Melitta turned in astonishment, and the slave hastily uttered a few words which made her mistress frown. She seemed to contradict her attendant, who became more and more vehement.
Callippides had sharp ears—he was a sycophant—and the distance from the two speakers to the spot where he stood was only thirty or forty paces. First he caught one of the slave’s words, then more, until at last he distinctly heard her say:
“As sure as you’re General Myronides’ daughter, he belongs to the venomous brood whose pathway is filled with curses, blood, and corpses. You can see for yourself that he is marked by the wrath of the gods! Is not his shadow blacker than other men’s?”
As Callippides stood in the green dusk under the plane-tree, with the white wall of the house behind him, so dense a shadow really fell upon him that, from the sunlit spot where the two women stood, it was impossible to discern the colors in his dress.
Disturbed by the slave’s words, Melitta herself fancied she saw something spectral and threatening in the tall, dark man. With a shriek she dropped the water-jar, gathered the folds of her robe around her, and rushed into the house. By the terror with which she closed the door behind her, Callippides understood that it had shut between them forever.

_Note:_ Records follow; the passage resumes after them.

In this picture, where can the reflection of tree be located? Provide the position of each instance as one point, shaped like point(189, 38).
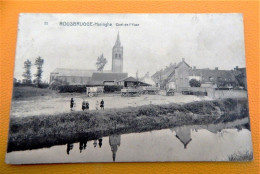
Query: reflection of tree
point(95, 143)
point(114, 142)
point(184, 135)
point(69, 148)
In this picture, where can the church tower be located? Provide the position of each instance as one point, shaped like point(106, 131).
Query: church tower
point(117, 56)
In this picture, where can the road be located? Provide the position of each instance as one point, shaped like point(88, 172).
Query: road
point(46, 105)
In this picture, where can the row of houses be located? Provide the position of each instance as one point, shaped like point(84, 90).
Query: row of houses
point(178, 76)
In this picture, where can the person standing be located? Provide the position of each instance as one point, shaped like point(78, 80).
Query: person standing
point(87, 105)
point(71, 104)
point(102, 104)
point(97, 103)
point(83, 105)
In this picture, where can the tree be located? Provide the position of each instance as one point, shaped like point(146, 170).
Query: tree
point(101, 62)
point(195, 83)
point(27, 73)
point(38, 63)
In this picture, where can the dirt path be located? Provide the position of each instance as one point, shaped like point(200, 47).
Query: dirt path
point(61, 104)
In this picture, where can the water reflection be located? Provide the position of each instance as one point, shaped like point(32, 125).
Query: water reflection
point(186, 143)
point(183, 133)
point(82, 145)
point(114, 142)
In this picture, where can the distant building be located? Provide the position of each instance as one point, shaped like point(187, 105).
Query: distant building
point(108, 78)
point(83, 77)
point(71, 76)
point(148, 79)
point(178, 77)
point(184, 135)
point(117, 56)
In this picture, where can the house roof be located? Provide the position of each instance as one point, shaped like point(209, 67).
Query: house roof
point(206, 74)
point(102, 77)
point(164, 73)
point(94, 83)
point(183, 61)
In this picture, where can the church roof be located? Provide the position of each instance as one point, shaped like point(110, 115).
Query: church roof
point(108, 76)
point(74, 72)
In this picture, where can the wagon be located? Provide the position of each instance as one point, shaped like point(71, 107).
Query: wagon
point(130, 92)
point(94, 91)
point(150, 90)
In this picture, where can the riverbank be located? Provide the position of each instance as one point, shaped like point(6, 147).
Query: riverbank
point(48, 130)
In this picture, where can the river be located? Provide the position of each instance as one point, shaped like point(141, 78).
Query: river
point(213, 142)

Quietly as ever, though somewhat paler than usual, he went back to the house. Sometimes he fancied he again heard the door banged, and each time he felt as though his heart would break.
The lonely and desolate condition, the seclusion from intercourse with others in which he had spent his later years had often weighed heavily, nay almost unendurably upon him, yet never had his heart been so empty, so dead to all hope, as now. “Alas!” he murmured, “everything might have been different, entirely different—but it is too late.” He gazed steadily into vacancy, and his eyes expressed a sombre resolve.

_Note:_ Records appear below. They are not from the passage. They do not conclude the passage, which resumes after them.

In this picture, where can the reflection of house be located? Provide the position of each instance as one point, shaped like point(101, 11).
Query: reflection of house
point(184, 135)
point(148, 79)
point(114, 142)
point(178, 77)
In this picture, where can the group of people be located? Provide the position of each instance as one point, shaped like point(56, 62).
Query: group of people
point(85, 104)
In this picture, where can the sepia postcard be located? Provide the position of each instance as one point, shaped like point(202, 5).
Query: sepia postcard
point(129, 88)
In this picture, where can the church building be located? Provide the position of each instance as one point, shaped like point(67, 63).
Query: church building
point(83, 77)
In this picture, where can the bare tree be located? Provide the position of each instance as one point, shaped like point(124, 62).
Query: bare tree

Soon after he had come in from the garden he sat down to write, but twice tore up what he had traced before he was satisfied. Then he made an exact copy of it.
“Now it only needs the signatures of the witnesses,” he said to himself, as he put his seal-ring on his finger.
After standing for some time absorbed in deep thought, he took from a chest a flask with a wicker basket-work covering called a lagynos. When he had assured himself that it was empty, he smelled it and was in the act of calling Manes when he suddenly stopped.